Standardized Testing is "Check" Not "Mate"

March 20,2012

By Mark, Selle, Ph.D., Superintendent

Written January 22nd, 2012

I’ve enjoyed chess for nearly as long as I can remember. When I was seven, my dad’s old navy friend visited our home in Spokane, much to my father’s delight. I recall the house vividly. It was the first house address I was ever required to memorize, so I can recite it to this day. They say one can best remember firsts and lasts. I think it’s true.

Perhaps that’s why I recall so vividly my first impressions of chess. My dad and his buddy sat at the dining room table for a game. They had played many such games on the U.S.S. Dixie, a destroyer tender, during Vietnam. Theirs was no quiet or cerebral game! It was filled with bravado, laughter, and intrigue.

I was small. The board was so high above me that I couldn’t even see the pieces well. But I felt the excitement and the adrenaline. It was a battle filled with unexpected twists, turns, checks, and captures! I loved it.

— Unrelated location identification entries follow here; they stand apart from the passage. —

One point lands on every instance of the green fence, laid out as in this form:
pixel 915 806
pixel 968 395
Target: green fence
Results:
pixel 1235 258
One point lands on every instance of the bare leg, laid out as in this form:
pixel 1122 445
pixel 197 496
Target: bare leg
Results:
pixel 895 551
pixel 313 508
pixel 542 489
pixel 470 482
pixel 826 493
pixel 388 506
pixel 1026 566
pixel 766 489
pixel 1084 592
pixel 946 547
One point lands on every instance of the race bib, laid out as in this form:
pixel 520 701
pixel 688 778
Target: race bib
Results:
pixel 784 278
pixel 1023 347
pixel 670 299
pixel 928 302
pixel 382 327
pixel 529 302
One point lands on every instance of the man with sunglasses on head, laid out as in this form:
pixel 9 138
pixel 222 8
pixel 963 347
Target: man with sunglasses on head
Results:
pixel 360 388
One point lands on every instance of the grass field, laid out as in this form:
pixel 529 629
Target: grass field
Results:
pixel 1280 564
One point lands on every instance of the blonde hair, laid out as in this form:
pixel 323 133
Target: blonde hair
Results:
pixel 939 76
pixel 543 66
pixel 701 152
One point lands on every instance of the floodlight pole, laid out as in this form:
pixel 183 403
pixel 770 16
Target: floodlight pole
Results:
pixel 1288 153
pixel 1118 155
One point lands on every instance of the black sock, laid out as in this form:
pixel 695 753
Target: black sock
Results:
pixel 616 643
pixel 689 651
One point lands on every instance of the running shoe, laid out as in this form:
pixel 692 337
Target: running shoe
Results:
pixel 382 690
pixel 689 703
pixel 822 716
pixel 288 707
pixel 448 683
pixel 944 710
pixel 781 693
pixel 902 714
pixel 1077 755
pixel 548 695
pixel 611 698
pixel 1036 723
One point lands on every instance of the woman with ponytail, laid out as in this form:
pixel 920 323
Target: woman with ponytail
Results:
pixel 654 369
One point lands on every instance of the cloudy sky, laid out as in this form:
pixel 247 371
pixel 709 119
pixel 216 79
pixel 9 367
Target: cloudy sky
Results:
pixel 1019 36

Over the next 10 years, my dad taught me to play. In high school, I could finally beat him. I played for fun and competitively. Now, I pass the game on to my children.

The point of my story lies in the educational process: specifically the role played by standardized testing. My family acquired ChessMaster 9000, a computer software program, some years ago. It includes tutorials and tests over material covered. The tests are, of course, “standardized.” That is, they are the same for everyone—they do not include interaction between the teacher and the student during the testing process. They do not, for example, include the kinds of admonitions my dad provided to me when he was the chess examiner and I the student.

Let me further illustrate the point with “castling.” After learning the normal moves of each chess piece, castling is the first special move a novice learns. Under certain conditions, a player is allowed to move the king two spaces to the left or right and place the rook on the square immediately on the opposite side of the king. A standardized test, like that built-in to ChessMaster 9000, can adequately test knowledge. It cannot, however, adequately examine what a student can do with that knowledge, or what that student understands.

For example, I observed my children getting the right answer when they should not have and getting no credit when they should have. On ChessMaster 9000’s castling test, my eight-year-old got several “right answers” he didn’t deserve. On tests of how the pieces move, my five-year-old didn’t get credit he did earn.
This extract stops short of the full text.